Optimize Google BigQuery Performance
After completing this unit, you’ll be able to:
- Explain what Google BigQuery is.
- Explain best practices for optimizing data storage and queries in BigQuery.
- Explain how Tableau and Google BigQuery work together with machine learning (ML) to make business predictions.
Understand the Challenges of Storing Big Data
In the previous unit, you learned about optimizing data queries using Tableau. Let’s take a step back—how are you storing that big data in the first place? Data warehouses have become the common solution for data storage in business, as warehouses integrate and store data from multiple sources, then serve that data up for analytics.
The next question: Is your storage solution optimized for big data analytics? Many more challenges present themselves.
- It’s very difficult to design, build, maintain, and scale data warehouses for big data.
- Common data warehouses become expensive quickly as you scale.
- They’re even more expensive if you need high availability.
- Some data warehouses struggle with parallel queries.
And so on.
Use Google BigQuery to Solve Big Data Challenges
These are some of the fundamental challenges Google BigQuery answers. It’s a cloud data warehouse, part of the Google Cloud product suite, designed to scale and keep costs low. It’s optimized for running Structured Query Language (SQL) queries against massive, structured, and semistructured data sets. Use cases include:
- Ad hoc analytics
- Web logs
- Machine/server logs
- Internet of Things (IoT) data sets
- Ecommerce customer behavior
- Mobile app data
- Retail analytics
- Gaming telemetry
- Google Analytics Premium data
- Any data set that’s too large for standard relational database management system queries
As with Tableau, there are a set of best practices you can use with BigQuery to optimize your storage for analytics, and get the most out of your investment.
Know the Techniques for BigQuery Optimization
|Rely on native tables.
||With BigQuery, you optimize with iterative querying or by going to the source to get your data and repeating. Avoid using federated tables (creating a local table to represent a foreign or remote table) and instead use the Query API. This ensures high performance when you then use Tableau to query against BigQuery.
|Denormalize your data sets.
||You denormalize data when you take individual tables and combine them or create copies based on similar or duplicate fields. Denormalizing improves data querying performance. While it does mean you’re repeating and nesting fields and increasing storage needs in the process, the high performance you get with denormalization in BigQuery outweighs this tax.
|Shard your tables by date where you can.
Shard refers to the act of dividing a table into smaller partitions. This is especially useful when you have data that supports partition by date, like log data, or any data that is frequently timestamped. This simplifies the data structure and enables you to focus queries by date.
Note, when you query sharded data, use custom SQL in Tableau.
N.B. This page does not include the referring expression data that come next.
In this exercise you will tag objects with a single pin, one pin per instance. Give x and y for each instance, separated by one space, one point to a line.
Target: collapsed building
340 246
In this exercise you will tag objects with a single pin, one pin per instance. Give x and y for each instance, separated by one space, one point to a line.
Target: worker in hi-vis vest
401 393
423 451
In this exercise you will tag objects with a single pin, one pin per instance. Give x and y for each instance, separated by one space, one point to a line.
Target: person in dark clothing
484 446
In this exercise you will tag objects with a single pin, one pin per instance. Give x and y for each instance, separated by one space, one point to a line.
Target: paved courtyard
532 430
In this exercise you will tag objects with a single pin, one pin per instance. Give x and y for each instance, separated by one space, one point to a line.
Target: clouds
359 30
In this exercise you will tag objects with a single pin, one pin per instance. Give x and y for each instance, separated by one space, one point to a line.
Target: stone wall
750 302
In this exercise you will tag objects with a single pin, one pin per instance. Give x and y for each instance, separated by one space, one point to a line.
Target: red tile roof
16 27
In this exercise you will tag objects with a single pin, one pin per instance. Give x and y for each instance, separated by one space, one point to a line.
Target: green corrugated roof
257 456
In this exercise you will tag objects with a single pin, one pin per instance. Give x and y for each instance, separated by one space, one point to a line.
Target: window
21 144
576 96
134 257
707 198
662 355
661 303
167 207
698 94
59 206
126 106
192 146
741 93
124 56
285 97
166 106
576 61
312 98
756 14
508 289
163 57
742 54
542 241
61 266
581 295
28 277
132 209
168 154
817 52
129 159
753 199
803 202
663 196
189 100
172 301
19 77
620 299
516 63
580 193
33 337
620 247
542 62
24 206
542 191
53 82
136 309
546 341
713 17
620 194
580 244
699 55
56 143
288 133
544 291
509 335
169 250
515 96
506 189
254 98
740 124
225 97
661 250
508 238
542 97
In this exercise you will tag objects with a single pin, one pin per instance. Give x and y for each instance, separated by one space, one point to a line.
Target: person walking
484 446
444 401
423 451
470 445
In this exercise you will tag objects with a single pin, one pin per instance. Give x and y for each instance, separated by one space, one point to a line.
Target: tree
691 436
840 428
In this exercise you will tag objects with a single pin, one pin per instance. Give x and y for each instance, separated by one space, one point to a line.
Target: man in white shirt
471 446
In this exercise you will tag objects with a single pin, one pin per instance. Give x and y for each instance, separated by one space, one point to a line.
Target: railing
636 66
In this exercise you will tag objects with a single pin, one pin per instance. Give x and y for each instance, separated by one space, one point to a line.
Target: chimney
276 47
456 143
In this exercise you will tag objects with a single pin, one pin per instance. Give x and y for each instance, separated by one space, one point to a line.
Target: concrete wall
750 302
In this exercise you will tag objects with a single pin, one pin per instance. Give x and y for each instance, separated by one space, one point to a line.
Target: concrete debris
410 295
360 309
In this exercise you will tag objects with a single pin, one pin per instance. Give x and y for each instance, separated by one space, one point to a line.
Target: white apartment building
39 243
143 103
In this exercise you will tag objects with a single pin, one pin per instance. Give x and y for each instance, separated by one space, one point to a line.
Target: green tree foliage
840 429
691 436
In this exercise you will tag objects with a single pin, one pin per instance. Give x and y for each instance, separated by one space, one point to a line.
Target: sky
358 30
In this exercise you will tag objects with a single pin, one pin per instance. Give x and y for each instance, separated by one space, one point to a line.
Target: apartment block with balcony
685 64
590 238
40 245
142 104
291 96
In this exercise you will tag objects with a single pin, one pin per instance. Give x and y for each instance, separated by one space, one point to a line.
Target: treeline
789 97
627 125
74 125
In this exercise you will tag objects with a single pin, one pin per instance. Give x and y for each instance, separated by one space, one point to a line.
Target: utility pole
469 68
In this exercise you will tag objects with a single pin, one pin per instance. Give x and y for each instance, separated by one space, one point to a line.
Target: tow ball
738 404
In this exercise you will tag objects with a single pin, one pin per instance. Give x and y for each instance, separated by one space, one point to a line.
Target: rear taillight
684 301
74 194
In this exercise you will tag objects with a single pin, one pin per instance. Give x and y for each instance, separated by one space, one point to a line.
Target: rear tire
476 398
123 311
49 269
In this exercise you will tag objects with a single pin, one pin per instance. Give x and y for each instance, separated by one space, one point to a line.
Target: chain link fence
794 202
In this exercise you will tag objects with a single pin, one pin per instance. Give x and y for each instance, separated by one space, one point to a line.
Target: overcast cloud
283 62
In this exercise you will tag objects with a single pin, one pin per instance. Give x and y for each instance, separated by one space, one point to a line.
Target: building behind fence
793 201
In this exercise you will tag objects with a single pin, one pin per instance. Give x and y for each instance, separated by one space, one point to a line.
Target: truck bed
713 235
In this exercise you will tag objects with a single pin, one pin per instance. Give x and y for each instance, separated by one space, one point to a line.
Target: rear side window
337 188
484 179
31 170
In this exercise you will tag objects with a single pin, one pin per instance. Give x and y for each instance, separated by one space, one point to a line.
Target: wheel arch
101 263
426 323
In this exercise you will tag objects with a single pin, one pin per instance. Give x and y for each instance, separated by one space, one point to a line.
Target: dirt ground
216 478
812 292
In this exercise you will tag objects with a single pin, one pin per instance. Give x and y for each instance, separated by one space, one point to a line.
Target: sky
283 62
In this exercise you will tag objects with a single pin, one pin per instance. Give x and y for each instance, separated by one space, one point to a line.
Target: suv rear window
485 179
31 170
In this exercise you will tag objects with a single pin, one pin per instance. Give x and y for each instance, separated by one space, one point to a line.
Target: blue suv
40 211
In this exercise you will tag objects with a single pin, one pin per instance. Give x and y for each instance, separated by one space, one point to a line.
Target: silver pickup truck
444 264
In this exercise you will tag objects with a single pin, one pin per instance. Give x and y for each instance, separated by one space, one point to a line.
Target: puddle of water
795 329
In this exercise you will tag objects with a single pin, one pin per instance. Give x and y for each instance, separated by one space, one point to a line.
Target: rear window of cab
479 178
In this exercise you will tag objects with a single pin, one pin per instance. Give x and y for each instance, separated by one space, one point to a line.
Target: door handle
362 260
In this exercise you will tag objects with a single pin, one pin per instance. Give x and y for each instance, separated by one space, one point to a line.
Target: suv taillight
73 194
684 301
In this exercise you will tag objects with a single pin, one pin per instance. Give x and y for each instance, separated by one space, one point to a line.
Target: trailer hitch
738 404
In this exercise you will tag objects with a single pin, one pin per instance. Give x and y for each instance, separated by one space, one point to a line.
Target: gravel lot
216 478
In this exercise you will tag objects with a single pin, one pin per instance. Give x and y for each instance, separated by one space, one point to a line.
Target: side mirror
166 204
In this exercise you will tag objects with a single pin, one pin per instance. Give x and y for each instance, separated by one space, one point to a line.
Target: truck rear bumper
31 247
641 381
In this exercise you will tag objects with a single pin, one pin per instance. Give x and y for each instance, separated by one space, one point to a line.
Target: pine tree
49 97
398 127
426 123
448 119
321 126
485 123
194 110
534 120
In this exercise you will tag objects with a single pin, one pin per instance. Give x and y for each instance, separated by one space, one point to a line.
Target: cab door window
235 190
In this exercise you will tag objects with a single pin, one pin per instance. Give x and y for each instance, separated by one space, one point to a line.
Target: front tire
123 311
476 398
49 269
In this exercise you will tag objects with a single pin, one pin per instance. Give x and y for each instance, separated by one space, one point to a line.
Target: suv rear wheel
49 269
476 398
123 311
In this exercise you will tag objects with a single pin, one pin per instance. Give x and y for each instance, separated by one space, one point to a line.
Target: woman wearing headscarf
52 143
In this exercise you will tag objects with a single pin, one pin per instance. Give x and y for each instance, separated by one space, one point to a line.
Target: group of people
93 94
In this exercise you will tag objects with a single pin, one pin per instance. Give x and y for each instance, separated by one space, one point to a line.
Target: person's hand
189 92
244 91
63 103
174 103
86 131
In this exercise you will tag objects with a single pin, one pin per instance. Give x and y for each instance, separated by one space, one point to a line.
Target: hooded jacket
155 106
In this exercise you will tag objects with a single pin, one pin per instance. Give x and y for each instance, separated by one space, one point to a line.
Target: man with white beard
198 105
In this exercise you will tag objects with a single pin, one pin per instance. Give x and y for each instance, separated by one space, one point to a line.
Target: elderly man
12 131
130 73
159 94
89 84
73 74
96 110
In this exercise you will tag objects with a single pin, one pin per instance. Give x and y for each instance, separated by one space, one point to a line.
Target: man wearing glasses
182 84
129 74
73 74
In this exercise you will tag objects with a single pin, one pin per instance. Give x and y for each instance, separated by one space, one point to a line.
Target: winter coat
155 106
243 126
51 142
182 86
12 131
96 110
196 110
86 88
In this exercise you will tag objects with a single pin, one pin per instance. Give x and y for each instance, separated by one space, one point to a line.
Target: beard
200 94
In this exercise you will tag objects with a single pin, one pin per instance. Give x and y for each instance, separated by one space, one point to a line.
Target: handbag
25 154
When you optimize your data and analytics, special things happen. Managers can make better informed decisions about their business, faster. People in any position of the business can do their job better, with knowledge that they’re making an impact and where they should focus.
BigQuery and Tableau can help take analytics even further with machine learning (ML).
Use Tableau to Visualize Google BigQuery ML Results
Machine learning (ML) refers to the development practice of coding a learning model for a computer and giving it thousands to millions of data points. After the model learns about the information, it can make predictions based off of that data.
ML is famous for such things as swapping the faces of famous people in viral videos, and creating speech when coupled with natural language processing. There are many useful things that businesses can use it for.
- Predicting real estate prices.
- Recommending products on a retail site.
- Predicting resource needs in areas experiencing poverty around the globe.
- Advising on sales quotas and business targets.
And so on. You can integrate BigQuery ML into your data to train models that can help make business decisions. Then, use Tableau to visualize the results.
In this case, use Tableau’s native connector whenever possible. This optimizes performance as described in the previous unit. However, you always have the option of using custom SQL if you need to.
Good Data Analytics for Everyone
As you dig into your data and analytics, you might have questions. It’s good to be curious. It’s even better to be able to answer these questions with data at your fingertips. Use these best practices to build an analytics-rich environment everyone at your company can benefit from.